Dernière mise à jour : 15 avr. 2020

Connaissez-vous Guillaume le Charpentier, fameux participant de la Première Croisade ? Non ? Et bien laissez moi vous conter son histoire (pour le meilleur ou pour le pire)...

Il était une fois, Guillaume, premier du nom, Seigneur de Melun. C'est vers 1084, à la mort de son père, Ursion de Melun (oui oui vous avez bien lu, Ursion...), que notre cher Guillaume devint Vicomte de Melun. Sa famille ayant toujours été fidèle aux rois de France, c'est le roi Philippe Ier en personne qui le confirma dans ses privilèges.

Comme tous les nouveaux seigneurs, il lui fallait maintenant s'illustrer par des faits d'arme. Et quelle meilleure occasion pour cela que d'aider le roi Alphonse VI de Castille à reprendre Tolède, alors aux mains des Almoravides ? Ce fut donc décidé. En 1087, Guillaume parti en direction de Tolède, accompagné d'autres chevaliers français pour participer à la Première Reconquista. Avant d'aller plus loin, laissez moi vous avertir, ceci n'est pas le récit d'un héro. Et pour vous le prouver, voici ce qu'écrivit le chroniqueur Guibert de Nogent à son propos :


"[Guillaume] était puissant en paroles mais bien moins en actions... un homme qui entreprenait  de faire des choses trop grandes pour lui..." (1).

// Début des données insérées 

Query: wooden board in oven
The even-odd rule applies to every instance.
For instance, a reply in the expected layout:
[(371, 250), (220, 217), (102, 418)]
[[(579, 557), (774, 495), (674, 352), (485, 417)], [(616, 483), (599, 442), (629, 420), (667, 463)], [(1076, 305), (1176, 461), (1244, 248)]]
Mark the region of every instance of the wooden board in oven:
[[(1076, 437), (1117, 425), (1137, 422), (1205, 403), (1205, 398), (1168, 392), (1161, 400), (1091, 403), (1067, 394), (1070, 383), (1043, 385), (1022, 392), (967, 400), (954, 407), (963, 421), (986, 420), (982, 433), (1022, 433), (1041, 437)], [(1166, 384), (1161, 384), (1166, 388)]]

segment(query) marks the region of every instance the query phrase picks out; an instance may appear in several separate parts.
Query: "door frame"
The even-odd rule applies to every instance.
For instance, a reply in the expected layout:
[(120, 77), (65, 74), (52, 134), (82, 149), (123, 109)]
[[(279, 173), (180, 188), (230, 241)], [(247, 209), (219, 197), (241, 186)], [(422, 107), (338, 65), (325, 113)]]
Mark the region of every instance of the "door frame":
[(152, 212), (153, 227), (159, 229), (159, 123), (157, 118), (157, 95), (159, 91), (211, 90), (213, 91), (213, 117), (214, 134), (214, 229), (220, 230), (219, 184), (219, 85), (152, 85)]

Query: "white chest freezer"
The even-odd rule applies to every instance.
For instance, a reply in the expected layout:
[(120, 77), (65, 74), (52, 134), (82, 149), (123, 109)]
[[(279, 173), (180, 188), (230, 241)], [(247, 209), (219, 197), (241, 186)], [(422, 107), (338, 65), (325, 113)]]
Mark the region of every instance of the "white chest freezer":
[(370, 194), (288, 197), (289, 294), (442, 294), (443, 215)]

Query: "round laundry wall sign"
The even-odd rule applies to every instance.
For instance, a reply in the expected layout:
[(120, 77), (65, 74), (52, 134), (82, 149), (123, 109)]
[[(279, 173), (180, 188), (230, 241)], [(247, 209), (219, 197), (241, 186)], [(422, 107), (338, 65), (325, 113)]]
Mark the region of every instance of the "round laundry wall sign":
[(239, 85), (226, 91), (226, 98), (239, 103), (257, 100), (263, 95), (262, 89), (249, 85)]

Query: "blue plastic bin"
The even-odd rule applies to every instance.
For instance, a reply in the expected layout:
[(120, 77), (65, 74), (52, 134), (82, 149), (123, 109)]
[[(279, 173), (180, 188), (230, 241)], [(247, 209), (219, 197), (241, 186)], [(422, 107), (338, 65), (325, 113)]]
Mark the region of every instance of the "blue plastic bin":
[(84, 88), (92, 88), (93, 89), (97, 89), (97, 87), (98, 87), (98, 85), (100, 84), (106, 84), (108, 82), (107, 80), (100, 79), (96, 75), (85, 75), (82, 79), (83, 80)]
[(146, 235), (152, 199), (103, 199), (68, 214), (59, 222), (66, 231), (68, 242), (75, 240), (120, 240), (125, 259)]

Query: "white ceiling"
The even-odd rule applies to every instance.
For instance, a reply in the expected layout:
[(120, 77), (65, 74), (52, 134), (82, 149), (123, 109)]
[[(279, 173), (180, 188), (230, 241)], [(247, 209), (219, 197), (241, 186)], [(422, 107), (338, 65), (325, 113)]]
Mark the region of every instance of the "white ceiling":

Pas très élogieux n'est-ce pas ? Alors qu'est-ce qui a bien pu mal tourné ?

Malheureusement, l'expédition française partie pour sauver Tolède, n'arriva jamais à destination. Avant même d'atteindre la ville, les seigneurs français se firent attaquer à plusieurs reprises par les Almoravides et furent contraints de faire demi-tour. Toujours selon notre ami Guibert de Nogent, Guillaume fut particulièrement remarqué ce jour là pour sa fuite pour le moins peu glorieuse :


"Il se retira comme un misérable, abandonnant de nombreux hommes dans sa fuite" (2).

Pas très reluisant... Qu'à cela ne tienne, notre seigneur de Melun ne se laissa pas abattre par cette défaite ! A son retour en France, il décida de se lancer dans une nouvelle aventure : la Croisade !


Le départ pour la croisade, issue des Statuts de l'Ordre du Saint-Esprit, XIVe siècle, BNF, Paris, MS Fr. 4274, f. 6.

Le problème, c'est qu'une croisade ça se finance et notre ami Guillaume ne croulait pas sur l'or... Alors le Vicomte de Melun eut une brillante idée : piller ses voisins pour financer son départ ! Guibert de Nogent raconte ainsi qu'il :


"prit à ses pauvres voisins le peu qu'ils avaient afin de se fournir honteusement en provisions pour son voyage".

Hum... Pas très sympa ce Guillaume. Mais peu importe le voila partit. Nous sommes alors en 1096.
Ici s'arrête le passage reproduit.